As more security problems have been found, changes have been made to the
OS, like the move away from inetd. This also forces that only required
services are running, not a slew of services running "on demand" like
finger, ftp, tftp, etc through inetd.
-Derek
At 07:44 PM 5/12/2006, Eric Schuele wrote:
Derek Ragona wrote:
Yes it is still true today. The default system now has inetd running
nothing. And the ports now install rc scripts for these reasons.
Not arguing here... everything I've found on the web says something similar.
But why do we have inetd? I assume it solved a problem in the past, that
no longer exists. Not to mention its spotted security history.

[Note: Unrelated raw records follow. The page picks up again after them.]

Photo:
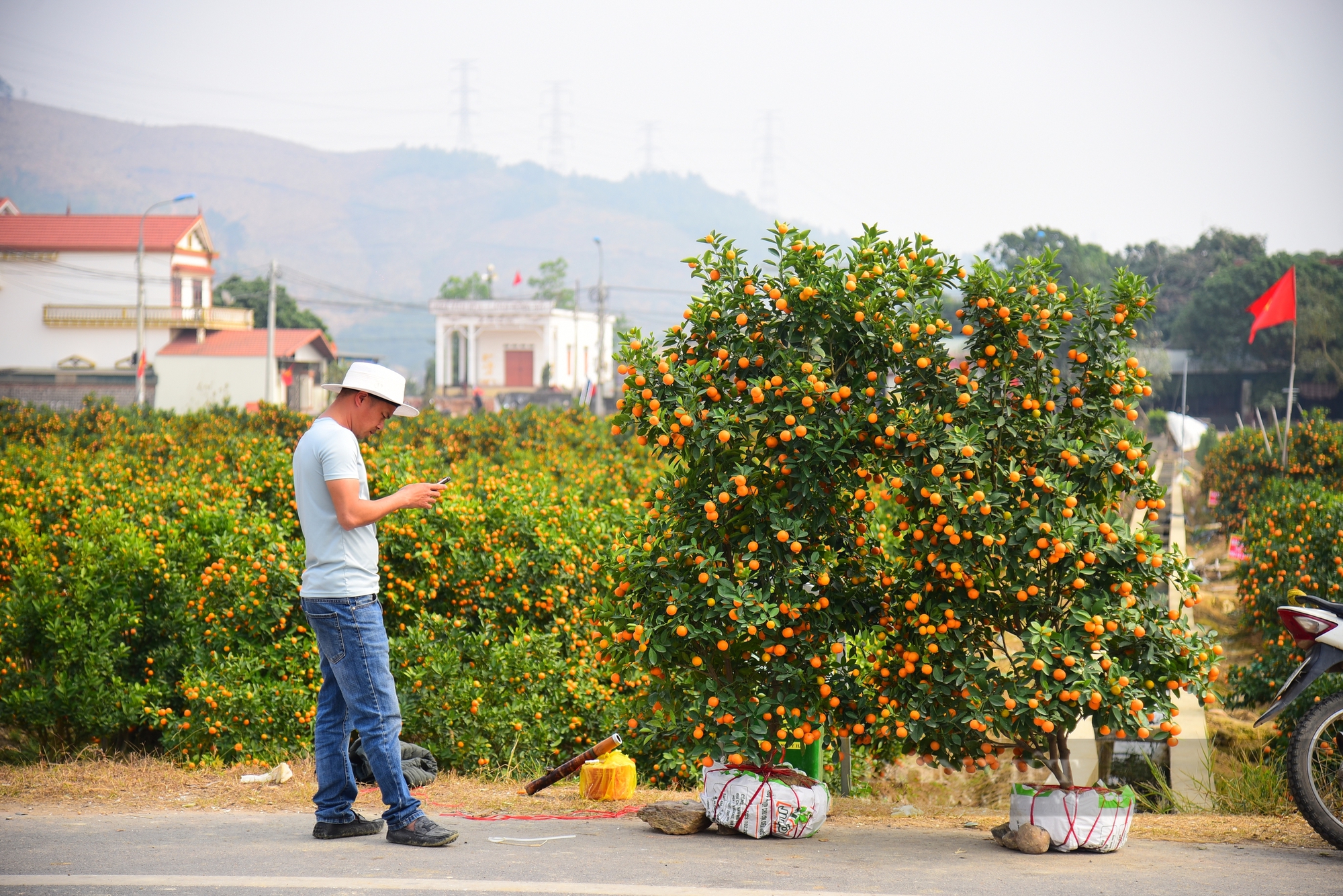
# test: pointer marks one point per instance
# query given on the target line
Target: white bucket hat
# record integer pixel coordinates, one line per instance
(379, 381)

For network daemons, when they are running in a listen mode there is no
real overhead on the system.
-Derek
At 03:41 PM 5/12/2006, [EMAIL PROTECTED] wrote:
At 04:25 PM 5/12/2006, you wrote:
inetd running is discouraged. Instead run the daemons on boot using rc
scripts. If you look back in the history, inetd running is a security
risk, and was discouraged in the 5.X releases.

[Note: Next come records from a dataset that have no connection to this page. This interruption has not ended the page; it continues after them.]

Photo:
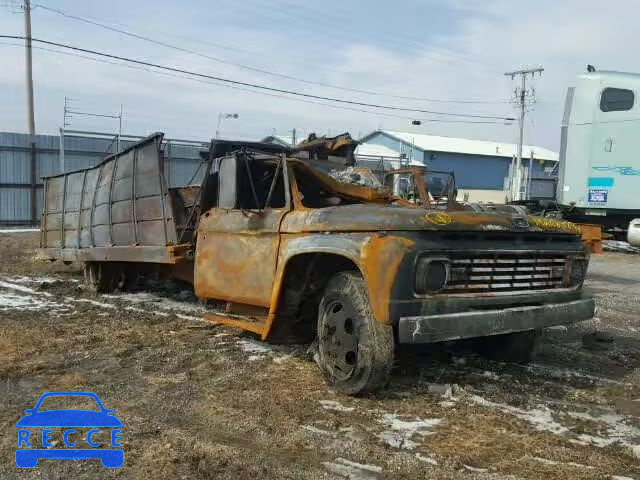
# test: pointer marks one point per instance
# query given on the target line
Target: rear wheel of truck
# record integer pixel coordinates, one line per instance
(355, 352)
(98, 276)
(518, 347)
(125, 277)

Is that still really true? Waaayyy back when, inetd would have all
kinds of dangerous services enabled by default (allowing DOS stuff like
spewing "chargen" into "discard").
But that was a configuration issue, and issues with the services it
launched; not with inetd itself.
The authentication is still done within ftpd. You're just saving the
tiny overhead of running it all the time for occasional use. And inetd
does allow the tcpwrappers for anything it launches (obviously the
wrappers are compiled into many other things now, ftpd included.)